The fine line between supporting police officers and supporting “Blue Lives Matter”

I have a lot of [Facebook] friends who are very vocal and active in their support of police officers, especially the NYPD. Some of them are cops themselves, and others are married to someone or have family that are in the police force. While I have complicated emotions towards American policing generally, I deeply respect these friends’ posts that commemorate fallen officers or highlight the dangers of this chosen profession. After all, I’d like to believe that most people choose to serve as officers out of good intention (but as the field of humanitarianism knows, good intention is never enough and can even sometimes be more harmful that helpful). Even those who have maligned hearts and deep implicit prejudices are still people. A life lost is never to be celebrated or even shrugged at.

While I respect and even sympathize with my actively vocal pro-police friends, and while I care about the lives of police officers, I do not support “Blue Lives Matter.”It may sound anti-cop, but it’s not, because the phrase has much deeper implications. I care about the lives of cops; I care about their safety, their families, and their identities beyond the uniform. You can care about all these things and still refuse to use the racist term “Blue Lives Matter.”

This is where people roll their eyes and tell me “Blue Lives Matter” has nothing to do with race. As Trump would say: WRONG. This phrase was born out of a reaction to #BlackLivesMatter, a movement to draw attention at the deeply rooted institutional, cultural, and systemic racism our nation has created and bought into that disproportionately affects the lives of Black Americans. “Blue Lives Matter” did not exist before this movement. It arose and attempted to co-opt #BLM’s name when #BLM brought up systemic police violence, systemic police corruption, the injustices of our judicial systems, and the need to abolish our current incarceration system. First off, co-opting a name is already offensive and adversarial, so that’s not a great start. 

Secondly, if you follow this closely, those who most actively shout “Blue Lives Matter” are those who are usually responding to #BlackLivesMatter situations or highlighting crimes of POCs. Rarely do we see “Blue Lives Matter” galvanization when police lives are senselessly taken away by non-POCs, especially in situations unrelated to #BLM. There isn’t a rally or an uproar when a white shooter attacks officers. Most recently, “Blue Lives Matter” folks have been relatively quiet in reaction to the Iowa shooting last week. 

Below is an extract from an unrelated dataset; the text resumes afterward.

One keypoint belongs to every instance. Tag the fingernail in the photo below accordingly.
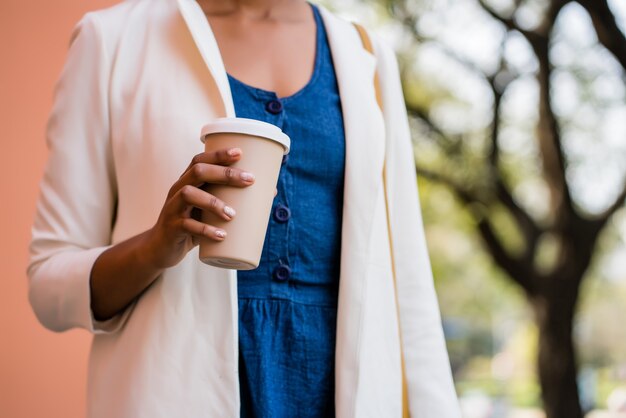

Lastly, “Blue Lives Matter” has taken on the rhetoric that cop killings have increased because of #BLM and cops are killed at the hands of POCs, especially black men. This is false, based on racial bias and not on statistics. If you’re going to categorize danger by race, then stats show that white men are the most threatening to police lives. Yet white men posing danger are treated with more restraint by officers and, despite attacking officers, tend to come out of an attempted arrest alive and unharmed (hence, the #BlackLivesMatter movement). Words matter and the rhetoric that “Blue Lives Matter” dishes out is harmful for public perception of POCs. 

So yes, “Blue Lives Matter” may on the surface seem to have nothing to do with race, but the history and background of it holds deep racist undertones. You may not use it out of racist intention, but it doesn’t change the truth behind it. If you care about and support the work and safety of police officers, it’s time to find a new catchphrase instead of a co-opted one with racist implications.